A signal would also cost $2 million to $3 million, Moles said.
Installing a traffic signal can have other effects, she said.
These include more collisions, particularly rear-end crashes, longer delays for traffic, and an increase in traffic on side streets as drivers avoid the signal.
McCullough said those are all effects that typically happen when a traffic signal is installed.
The number of crashes can also lead ODOT to install a traffic signal, Moles said.
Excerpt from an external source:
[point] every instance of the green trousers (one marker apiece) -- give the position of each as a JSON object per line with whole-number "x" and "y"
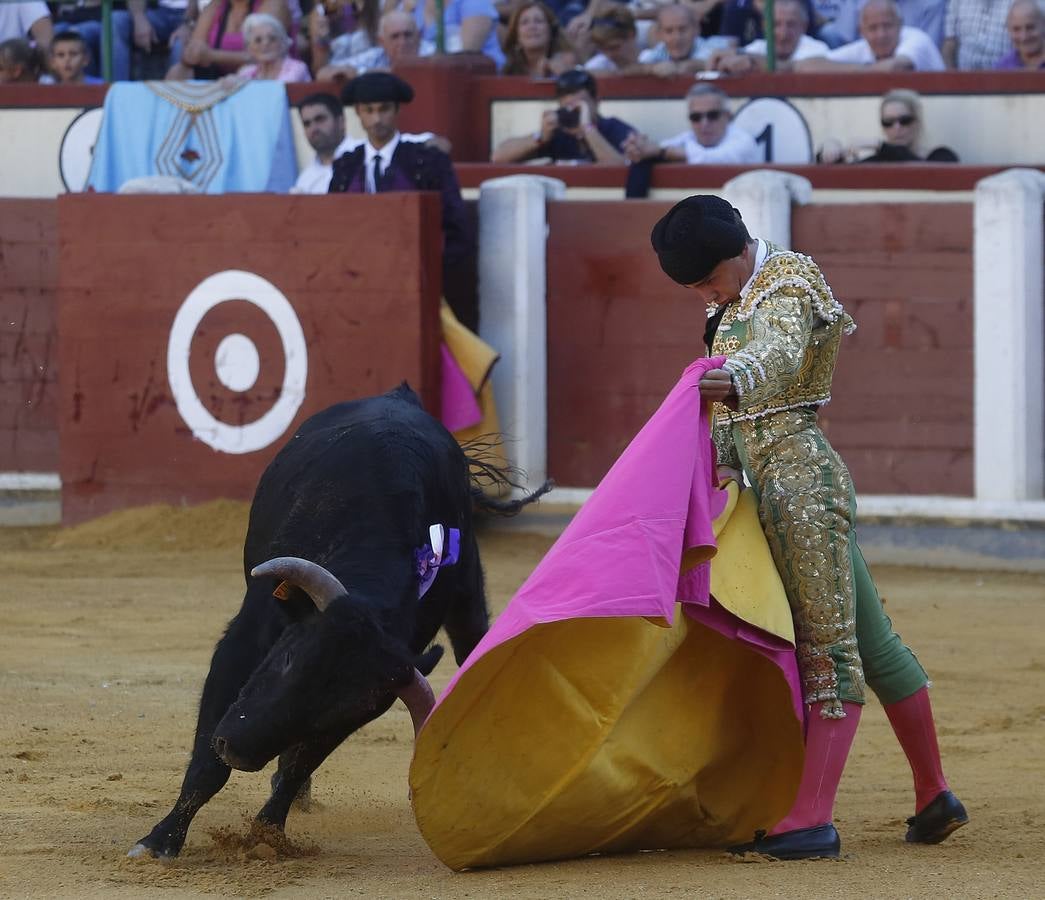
{"x": 808, "y": 508}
The threshold would be three to five crashes in one year, she said. From 2019 to 2023, ODOT recorded nine “intersection-related” crashes at the site. There were none in 2022.
Eight of the nine crashes were “angle” crashes — when one vehicle hits the side of another. The other crash happened when a vehicle was turning, Moles said.
Most crashes involved vehicles traveling north or south on 10th Street, she said.
For the six-year period 2013-18, there were seven crashes, none in 2016 or 2017, Moles said.
During a safety study in June 2022, a remote camera recorded what ODOT described as 88 “near-miss” incidents at the intersection in 24 hours.
McCullough said she hasn’t reviewed detailed accident reports to determine how many of the crashes and near misses might have happened in part due to a vehicle making a wide turn.
Roundabout
Moles said ODOT officials considered building a roundabout at the intersection but rejected the option.
The cost would be prohibitive, and a roundabout would also require ODOT to buy much larger swathes of private property compared with the current project, she said.
Delays and detours
Moles said there will be occasional delays and detours during construction, but the timing and duration aren’t yet known.
The intersection work is part of a $12.1 million project that started last year when workers built hundreds of feet of new sidewalks, mainly on the west side of 10th Street, along with curb ramps to comply with the Americans with Disabilities Act.
ODOT’s contractor is Moreno & Nelson Construction of Walla Walla, Washington.